Hi, im abit confused about LAN switching, vlans and default gateways.. I'll try to explain beyond.
I have the toplogy you see above setup in a physical lab. The switch in the middel is the core, and the three others are access layer switches. On all four switches i have created the following vlans and named them:
VLAN 10 (GROUP10)
VLAN 20 (GROUP20)
VLAN 50 (SERVERS)
Now here is where i get confused.. I'm not really sure if every switch in my LAN segment needs to have an IP configured for all vlans. I use VLAN 1 for management, so the core has 192.168.1.1, and the other three switches 192.168.1.(2/3/4). On the access layer switches i set the ip default-gateway to 192.168.1.1 and boom it works perfect. I can now ping between all three switches. So i thought to myself, i wanna try and get the router to play along, so i created a new vlan 99 on the core switch and gave it the ip 10.1.1.2 /30 and assigned GigabitEthernet 0/1 to this vlan. Then i gave the GigabitEthernet0/1 interface on the router the ip address 10.1.1.1 /30 and made a static default route on the core switch like this: ip route 0.0.0.0 0.0.0.0 10.1.1.1 - Everything works smooth. I can now ping the router aswell. Here is where the chain falls.. Do i need to do the exact same thing with vlan 10,20 and 50? Lets say vlan 10 and 20 has the following ip address on the core switch 172.10.1.1 /24 and 172.20.1.1 /24 - Do i need to assign addresses in this range to all access layer switches?

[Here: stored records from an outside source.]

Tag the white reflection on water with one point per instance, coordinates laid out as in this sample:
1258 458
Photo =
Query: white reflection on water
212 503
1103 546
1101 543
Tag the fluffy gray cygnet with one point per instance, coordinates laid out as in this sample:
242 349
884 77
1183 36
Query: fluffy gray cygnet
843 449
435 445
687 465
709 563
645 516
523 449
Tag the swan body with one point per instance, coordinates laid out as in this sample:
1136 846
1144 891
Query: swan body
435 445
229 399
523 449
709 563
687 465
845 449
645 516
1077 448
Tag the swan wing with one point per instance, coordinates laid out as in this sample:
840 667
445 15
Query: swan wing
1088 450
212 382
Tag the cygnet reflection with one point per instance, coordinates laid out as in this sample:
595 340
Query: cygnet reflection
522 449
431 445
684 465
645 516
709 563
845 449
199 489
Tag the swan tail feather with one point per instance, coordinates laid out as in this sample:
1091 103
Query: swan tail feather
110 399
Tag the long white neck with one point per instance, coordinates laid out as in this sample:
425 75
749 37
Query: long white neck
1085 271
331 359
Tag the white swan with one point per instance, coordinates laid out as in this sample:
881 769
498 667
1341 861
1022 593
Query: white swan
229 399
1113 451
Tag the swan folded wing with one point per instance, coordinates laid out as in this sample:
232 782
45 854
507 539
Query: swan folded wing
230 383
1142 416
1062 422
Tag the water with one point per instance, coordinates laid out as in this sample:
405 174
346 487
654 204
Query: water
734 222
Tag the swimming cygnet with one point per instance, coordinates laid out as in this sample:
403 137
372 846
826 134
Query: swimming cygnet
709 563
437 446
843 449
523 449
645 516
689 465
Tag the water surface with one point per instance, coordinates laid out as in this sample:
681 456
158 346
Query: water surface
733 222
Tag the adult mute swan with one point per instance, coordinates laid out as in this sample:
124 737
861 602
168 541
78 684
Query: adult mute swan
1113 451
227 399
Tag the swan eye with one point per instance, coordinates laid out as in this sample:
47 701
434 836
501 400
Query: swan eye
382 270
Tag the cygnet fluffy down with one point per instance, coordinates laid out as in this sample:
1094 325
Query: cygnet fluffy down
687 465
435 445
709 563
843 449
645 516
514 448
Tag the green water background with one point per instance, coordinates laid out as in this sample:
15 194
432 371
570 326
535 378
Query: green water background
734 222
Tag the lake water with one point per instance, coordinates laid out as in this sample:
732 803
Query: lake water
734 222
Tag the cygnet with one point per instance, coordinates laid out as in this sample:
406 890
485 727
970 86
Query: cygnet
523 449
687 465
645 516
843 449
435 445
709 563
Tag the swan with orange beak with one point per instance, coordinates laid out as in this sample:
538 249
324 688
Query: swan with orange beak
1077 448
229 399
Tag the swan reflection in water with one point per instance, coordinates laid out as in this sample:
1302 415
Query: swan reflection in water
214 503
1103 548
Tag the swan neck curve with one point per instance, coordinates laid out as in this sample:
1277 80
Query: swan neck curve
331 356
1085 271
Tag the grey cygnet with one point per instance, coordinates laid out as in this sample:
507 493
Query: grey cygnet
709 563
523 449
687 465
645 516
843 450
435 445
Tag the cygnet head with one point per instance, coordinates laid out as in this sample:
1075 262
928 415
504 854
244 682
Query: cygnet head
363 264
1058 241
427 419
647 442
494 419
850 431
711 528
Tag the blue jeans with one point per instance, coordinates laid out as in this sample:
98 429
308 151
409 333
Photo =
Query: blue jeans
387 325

I mean technically it should be able to function layer 2 wise, but how do the respective vlan know its default gateway? Vlan 10 172.10.1.5 won't be able to use the vlan 1 ip default-gateway of 192.168.1.1 which obviously makes sence..
So what i'm really asking is how do i seperate my LAN into different vlans to seperate the end users while they still need to be able to reach the rest of the network and the router?